アメリカの国民的画家として知られるアンドリュー・ワイエス(1917〜2009)。故郷であるペンシルヴェニア州・チャッズフォードと、夏のあいだ暮らした家があったメイン州・クッシングに活動の地を限定し、身近な風景とそれぞれの地で親交を重ねた家族たちの姿を克明に描き続けたことで知られている。
そんなワイエス作品を多く所蔵する丸沼芸術の森のコレクションから、厳選した115点を紹介する展覧会「アンドリュー・ワイエス展 オルソン・ハウスの物語」が新潟市美術館で開催される。会期は11月2日~2020年1月19日。
今回展示されるのは、メイン州のオルソン・ハウスを中心に描いた「オルソン・シリーズ」。ワイエスは1939年、後の妻となるベッツィに連れられてこの家を初めて訪ね、以来そこに住むクリスティーナとアルヴァロの姉弟や動物たち、納屋、ブルーベリー畑などを描き続けた。

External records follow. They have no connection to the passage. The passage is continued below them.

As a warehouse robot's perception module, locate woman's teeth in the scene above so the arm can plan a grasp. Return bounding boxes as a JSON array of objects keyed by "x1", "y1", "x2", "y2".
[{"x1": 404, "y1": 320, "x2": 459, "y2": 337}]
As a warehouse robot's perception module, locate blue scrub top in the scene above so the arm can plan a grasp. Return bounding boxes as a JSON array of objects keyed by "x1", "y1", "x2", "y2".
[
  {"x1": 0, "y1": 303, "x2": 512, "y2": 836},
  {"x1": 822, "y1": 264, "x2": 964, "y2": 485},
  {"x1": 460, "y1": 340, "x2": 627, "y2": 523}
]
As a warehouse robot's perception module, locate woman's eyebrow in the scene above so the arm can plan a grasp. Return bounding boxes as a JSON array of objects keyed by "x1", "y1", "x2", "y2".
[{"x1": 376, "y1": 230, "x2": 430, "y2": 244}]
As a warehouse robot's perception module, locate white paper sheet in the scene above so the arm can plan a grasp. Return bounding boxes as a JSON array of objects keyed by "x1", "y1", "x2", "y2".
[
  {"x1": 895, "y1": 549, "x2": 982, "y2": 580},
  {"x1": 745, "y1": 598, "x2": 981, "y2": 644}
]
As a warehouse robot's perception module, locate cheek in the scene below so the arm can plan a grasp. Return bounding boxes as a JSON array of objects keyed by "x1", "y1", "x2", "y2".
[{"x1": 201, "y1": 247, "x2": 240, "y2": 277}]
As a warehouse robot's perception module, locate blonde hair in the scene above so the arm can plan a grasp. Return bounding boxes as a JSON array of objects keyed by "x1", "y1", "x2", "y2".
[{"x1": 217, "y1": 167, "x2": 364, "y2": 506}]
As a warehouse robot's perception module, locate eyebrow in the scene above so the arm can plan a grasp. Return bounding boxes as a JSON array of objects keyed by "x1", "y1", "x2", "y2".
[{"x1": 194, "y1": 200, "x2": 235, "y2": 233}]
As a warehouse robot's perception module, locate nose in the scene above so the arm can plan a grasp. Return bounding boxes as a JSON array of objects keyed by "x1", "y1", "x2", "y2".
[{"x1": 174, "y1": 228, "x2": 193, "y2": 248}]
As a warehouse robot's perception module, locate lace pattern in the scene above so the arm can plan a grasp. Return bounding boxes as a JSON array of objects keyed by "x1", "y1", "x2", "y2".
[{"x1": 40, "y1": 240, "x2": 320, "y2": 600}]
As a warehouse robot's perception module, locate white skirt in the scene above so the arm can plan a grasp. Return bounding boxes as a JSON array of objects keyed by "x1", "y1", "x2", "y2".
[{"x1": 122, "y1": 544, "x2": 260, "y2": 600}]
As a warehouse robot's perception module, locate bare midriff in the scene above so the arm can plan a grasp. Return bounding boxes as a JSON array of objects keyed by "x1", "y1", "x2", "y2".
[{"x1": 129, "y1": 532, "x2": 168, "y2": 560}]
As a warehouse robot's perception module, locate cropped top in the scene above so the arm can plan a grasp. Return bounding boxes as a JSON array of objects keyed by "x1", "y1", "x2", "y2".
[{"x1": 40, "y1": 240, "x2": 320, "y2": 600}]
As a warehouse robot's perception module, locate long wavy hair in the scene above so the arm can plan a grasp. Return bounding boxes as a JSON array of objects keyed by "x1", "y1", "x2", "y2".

とくに注目したいのは、ワイエスの代表作として知られる《クリスティーナの世界》(1948)の習作9点。足の不自由な女性・クリスティーナが、誰の助けも借りずに野原を這って家へと進む光景を描いた同作には、ワイエスの観察力の鋭さとモデルへの尊敬の眼差しを見ることができる。
本展は、ワイエスの画業を代表する「オルソン・シリーズ」をまとめて見ることのできる貴重な機会。作品の数々で、画家が30年間見つめ続けたアメリカのひとつの家の物語をたどってみたい。